Immer das gleiche, nie dasselbe
Nacktheit, Eros, Sex und Kunst
von Martin Seidel
Nacktheit, Eros, Sex gehören zu den großen Themen und Aufgaben der Kunst aller Zeiten und Kulturen. Das christliche Mittelalter allerdings tat sich bekanntlich schwer und intervenierte. Die Unbefangenheit der Antike und anderer Kulturen ging bis heute spürbar verloren.

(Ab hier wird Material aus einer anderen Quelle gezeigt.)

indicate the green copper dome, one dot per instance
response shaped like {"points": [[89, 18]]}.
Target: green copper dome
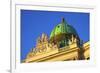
{"points": [[63, 34], [63, 28]]}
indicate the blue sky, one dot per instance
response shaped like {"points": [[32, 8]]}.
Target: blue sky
{"points": [[34, 23]]}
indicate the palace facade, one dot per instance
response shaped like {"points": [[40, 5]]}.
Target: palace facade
{"points": [[64, 44]]}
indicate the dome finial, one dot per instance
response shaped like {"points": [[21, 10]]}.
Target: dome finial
{"points": [[63, 20]]}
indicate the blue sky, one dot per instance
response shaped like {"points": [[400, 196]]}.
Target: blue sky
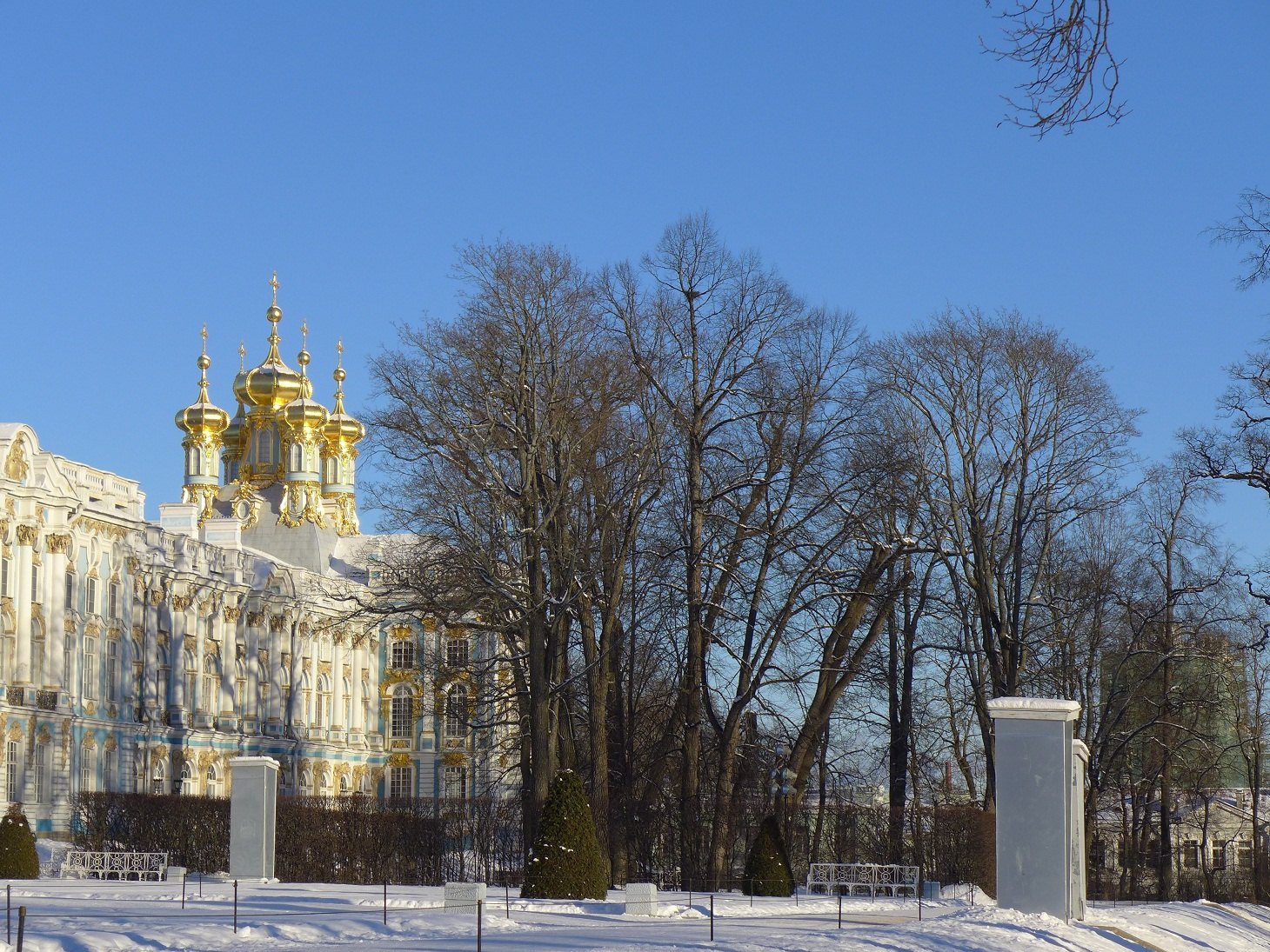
{"points": [[159, 162]]}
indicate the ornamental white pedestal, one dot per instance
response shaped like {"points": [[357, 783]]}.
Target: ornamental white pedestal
{"points": [[640, 899], [1039, 866], [253, 816]]}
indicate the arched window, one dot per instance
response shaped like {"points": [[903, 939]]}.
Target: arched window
{"points": [[403, 653], [89, 668], [211, 683], [402, 722], [240, 687], [88, 769], [455, 782], [190, 681], [112, 669], [456, 711], [322, 706]]}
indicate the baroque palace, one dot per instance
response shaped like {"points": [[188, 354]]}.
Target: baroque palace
{"points": [[143, 656]]}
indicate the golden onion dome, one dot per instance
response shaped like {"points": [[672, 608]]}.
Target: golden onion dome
{"points": [[341, 427], [202, 416], [303, 411], [272, 383]]}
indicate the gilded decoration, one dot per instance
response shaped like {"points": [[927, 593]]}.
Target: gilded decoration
{"points": [[98, 527], [344, 516], [245, 503], [301, 503], [16, 466]]}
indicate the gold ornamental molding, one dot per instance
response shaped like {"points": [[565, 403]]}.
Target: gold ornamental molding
{"points": [[98, 527]]}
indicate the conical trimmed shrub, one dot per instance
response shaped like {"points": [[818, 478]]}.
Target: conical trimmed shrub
{"points": [[565, 861], [767, 869], [18, 857]]}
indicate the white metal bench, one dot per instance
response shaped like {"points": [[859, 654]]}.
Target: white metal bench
{"points": [[863, 879], [121, 866]]}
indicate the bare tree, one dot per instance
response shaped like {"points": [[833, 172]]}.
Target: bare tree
{"points": [[1021, 438], [496, 432], [1074, 77], [1248, 230]]}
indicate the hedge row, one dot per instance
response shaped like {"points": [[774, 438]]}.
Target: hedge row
{"points": [[318, 839]]}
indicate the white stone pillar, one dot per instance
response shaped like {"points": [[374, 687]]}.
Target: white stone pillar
{"points": [[356, 684], [253, 816], [337, 684], [55, 637], [1080, 767], [1034, 803], [27, 537]]}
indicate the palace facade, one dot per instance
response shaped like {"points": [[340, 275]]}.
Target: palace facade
{"points": [[143, 656]]}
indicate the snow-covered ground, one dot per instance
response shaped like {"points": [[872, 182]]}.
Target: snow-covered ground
{"points": [[102, 916]]}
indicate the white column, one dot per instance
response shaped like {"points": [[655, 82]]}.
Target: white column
{"points": [[1034, 803], [337, 684], [27, 536], [55, 637]]}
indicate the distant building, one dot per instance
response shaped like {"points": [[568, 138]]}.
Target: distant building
{"points": [[141, 656]]}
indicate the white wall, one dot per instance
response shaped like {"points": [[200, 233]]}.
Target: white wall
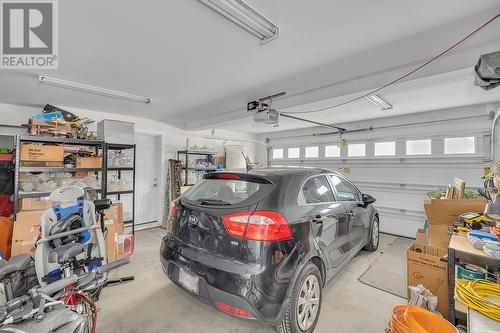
{"points": [[173, 139], [400, 182]]}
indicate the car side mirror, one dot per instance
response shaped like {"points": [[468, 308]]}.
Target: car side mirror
{"points": [[368, 199]]}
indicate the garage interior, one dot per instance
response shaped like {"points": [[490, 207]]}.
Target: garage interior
{"points": [[150, 102]]}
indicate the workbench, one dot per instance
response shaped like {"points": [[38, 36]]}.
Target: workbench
{"points": [[461, 250]]}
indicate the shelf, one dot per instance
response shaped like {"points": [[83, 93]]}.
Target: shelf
{"points": [[23, 195], [42, 139], [192, 152], [117, 146], [120, 192], [52, 169], [201, 169], [461, 311]]}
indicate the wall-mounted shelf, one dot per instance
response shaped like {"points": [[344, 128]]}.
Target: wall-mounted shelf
{"points": [[43, 169], [119, 169], [23, 195], [206, 156], [18, 169]]}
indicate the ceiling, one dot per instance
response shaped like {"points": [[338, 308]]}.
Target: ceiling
{"points": [[443, 91], [200, 69]]}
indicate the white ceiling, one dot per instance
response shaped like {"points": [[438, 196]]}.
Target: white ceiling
{"points": [[443, 91], [201, 69]]}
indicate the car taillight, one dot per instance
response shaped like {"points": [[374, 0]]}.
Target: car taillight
{"points": [[260, 225], [233, 310], [173, 208]]}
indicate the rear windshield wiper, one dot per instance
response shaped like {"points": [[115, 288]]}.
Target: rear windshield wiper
{"points": [[213, 202]]}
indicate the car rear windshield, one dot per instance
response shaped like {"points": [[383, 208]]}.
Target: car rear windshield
{"points": [[226, 192]]}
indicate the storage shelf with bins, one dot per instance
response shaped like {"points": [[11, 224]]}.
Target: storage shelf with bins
{"points": [[65, 142], [206, 158], [120, 171]]}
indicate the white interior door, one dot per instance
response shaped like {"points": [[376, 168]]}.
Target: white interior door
{"points": [[147, 202]]}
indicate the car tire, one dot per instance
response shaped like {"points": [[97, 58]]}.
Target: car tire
{"points": [[373, 235], [303, 302]]}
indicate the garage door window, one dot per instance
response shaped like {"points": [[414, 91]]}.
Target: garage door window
{"points": [[312, 152], [356, 150], [332, 151], [418, 147], [316, 190], [294, 152], [385, 148], [463, 145], [278, 153], [345, 190]]}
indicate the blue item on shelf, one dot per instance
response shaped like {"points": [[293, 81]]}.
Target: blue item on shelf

Künstlerisches Ideal, Moral und Wahrheit im Clinch
Im Unterschied zu den Künstlerinnen und Künstlern seit der Moderne hatten die Künstler*innen vergangener Epochen weitaus weniger Gelegenheit, sich in ihren Werken ohne Umwege, direkt, ehrlich und unverklemmt mit Nacktheit, Erotik und Sexualität auseinanderzusetzen. Sie mussten die divergierenden ästhetisch-künstlerischen Interessen und kultisch-historischen Belange irgendwie in Einklang bringen. So ließen sie die Märtyrer in sprichwörtlicher Schönheit sterben, den Hl. Sebastian [04] sich nur unwesentlich von einem Apollo [03] unterscheiden und Heilige in uneindeutige mystisch-sexuelle Ekstasen geraten [02]. Selbst die stillende Muttergottes blieb von Erotisierung nicht verschont und musste als Maria lactans gelegentlich – so bei Jean Fouquet im Jahr 1456 – in pikanter Weise ihre Brust entblößen. Bei gleichzeitiger Stigmatisierung des Nackten drängte das Interesse der Künstler*innen und ihrer Kund- und Auftraggeberschaft an körperlichen Reizen immer wieder erotisch bis lasziv über das Sujet hinaus und setzte sich über historische Vorgaben und Plausibilitäten hinweg. Die 1528 entstandene Lucretia von Lucas Cranach d. Ä. etwa ist ein ansprechendes Aktgemälde. Bemerkenswerterweise findet Cranach für den ergreifenden Stoff der Frau, die sich nach einer Vergewaltigung erdolcht, eine Form, die sich nur unwesentlich von seiner Venus mit Amor als Honigdieb unterscheidet.